内容に関しては左四つに組んでの速攻相撲が光った。また左が差せなくても押し出す相撲も多かった。初日は優勝争いをリードした高安相手に右上手を取られながらも土俵際の逆転の掛け投げで仕留めた。下手投げではなく、足を掛けていたのがポイントである。6日目の正代戦は左を差し勝ち、巻き替えられたものの再度左を差し、右上手を取ると一気に寄り切った。いずれも技能相撲である。そして7日目の貴景勝戦は立ち合いから押し込み、押し返されるも相手の引きに乗じて一気に押し出した。ぶちかましが強くなっているのを象徴した一番だった。一方惜しかったのが4日目の照ノ富士戦である。二本差して絶好の体勢になったが攻めきれず、最後は小手投げで敗れた。結果論だが一気に攻め込むのではなく、頭を付けるなど一呼吸が欲しかった。また照ノ富士が残したところで頭を付けるだけでなく、どちらかの腰にくっつきたかった。ただその時は既に極められており、身動きが取れなかった。勿体無い一番だったのは確かである。場所全体を通して見ても立ち合いでしっかり当たれており、2桁勝利は当然の結果である。また平幕上位での実績があるので驚きまでは感じない。

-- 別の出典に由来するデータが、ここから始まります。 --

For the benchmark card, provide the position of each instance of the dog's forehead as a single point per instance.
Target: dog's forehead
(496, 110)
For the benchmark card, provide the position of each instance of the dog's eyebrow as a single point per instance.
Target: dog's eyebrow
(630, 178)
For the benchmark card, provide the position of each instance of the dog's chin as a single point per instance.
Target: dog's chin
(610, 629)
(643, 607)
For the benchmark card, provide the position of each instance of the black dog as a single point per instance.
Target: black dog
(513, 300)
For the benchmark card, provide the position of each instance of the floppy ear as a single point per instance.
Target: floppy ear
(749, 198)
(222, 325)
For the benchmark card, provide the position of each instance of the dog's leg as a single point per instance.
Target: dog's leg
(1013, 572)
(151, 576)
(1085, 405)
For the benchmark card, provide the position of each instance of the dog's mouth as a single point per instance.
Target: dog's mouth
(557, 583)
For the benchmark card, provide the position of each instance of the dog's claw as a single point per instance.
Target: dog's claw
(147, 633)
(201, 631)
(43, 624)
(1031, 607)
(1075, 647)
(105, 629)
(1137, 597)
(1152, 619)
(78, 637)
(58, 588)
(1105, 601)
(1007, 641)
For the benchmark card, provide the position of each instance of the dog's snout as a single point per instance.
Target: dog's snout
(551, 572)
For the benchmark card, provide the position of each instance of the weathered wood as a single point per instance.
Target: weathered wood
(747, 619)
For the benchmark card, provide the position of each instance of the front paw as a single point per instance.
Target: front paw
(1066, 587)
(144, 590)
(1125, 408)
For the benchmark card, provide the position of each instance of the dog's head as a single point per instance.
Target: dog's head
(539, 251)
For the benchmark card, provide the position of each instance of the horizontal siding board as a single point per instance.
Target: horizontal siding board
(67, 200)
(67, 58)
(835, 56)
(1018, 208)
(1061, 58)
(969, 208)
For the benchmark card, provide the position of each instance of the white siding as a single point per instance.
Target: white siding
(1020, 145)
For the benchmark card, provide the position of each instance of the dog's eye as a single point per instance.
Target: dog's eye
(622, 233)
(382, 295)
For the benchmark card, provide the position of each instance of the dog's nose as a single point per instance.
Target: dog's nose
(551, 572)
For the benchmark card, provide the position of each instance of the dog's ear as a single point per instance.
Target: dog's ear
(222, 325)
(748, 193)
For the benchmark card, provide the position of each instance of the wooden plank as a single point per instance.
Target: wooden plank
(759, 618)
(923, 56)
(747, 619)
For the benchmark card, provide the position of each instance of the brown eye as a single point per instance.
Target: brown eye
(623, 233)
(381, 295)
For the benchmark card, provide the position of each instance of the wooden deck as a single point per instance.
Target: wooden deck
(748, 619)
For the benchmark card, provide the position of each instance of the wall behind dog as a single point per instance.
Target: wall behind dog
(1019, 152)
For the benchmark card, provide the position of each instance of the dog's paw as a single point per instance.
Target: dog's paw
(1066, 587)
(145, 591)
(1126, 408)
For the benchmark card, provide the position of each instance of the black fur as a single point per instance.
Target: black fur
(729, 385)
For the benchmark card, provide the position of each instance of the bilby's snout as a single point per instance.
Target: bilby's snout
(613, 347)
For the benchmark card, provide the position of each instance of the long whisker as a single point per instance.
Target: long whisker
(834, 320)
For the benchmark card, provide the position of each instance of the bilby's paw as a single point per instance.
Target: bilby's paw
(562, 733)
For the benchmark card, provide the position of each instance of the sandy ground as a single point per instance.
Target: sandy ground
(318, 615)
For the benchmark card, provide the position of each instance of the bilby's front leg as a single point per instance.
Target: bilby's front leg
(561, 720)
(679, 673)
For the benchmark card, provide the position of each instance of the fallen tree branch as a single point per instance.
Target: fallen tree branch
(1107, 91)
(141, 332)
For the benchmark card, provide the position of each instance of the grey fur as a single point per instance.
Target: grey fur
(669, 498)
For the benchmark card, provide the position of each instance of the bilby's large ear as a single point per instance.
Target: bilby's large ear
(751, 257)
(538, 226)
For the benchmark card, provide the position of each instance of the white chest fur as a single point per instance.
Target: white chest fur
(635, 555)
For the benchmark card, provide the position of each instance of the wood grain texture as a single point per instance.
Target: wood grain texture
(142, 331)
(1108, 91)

来場所は再度平幕上位の番付となるが2桁勝利を挙げ、新三役といきたい。既に三役に上がれる実力は備えており、あとは結果を残すだけである。また今後に向けては首の状態がポイントになりそうだ。最近は首を痛め、立ち合いでしっかり当たれない場所もあったのでそれが少し気になる。ぶちかましさえできればスピードがあり、テクニックも備えているので非常に楽しみである。また真っ向勝負の取り口が持ち味なので活躍を期待したい。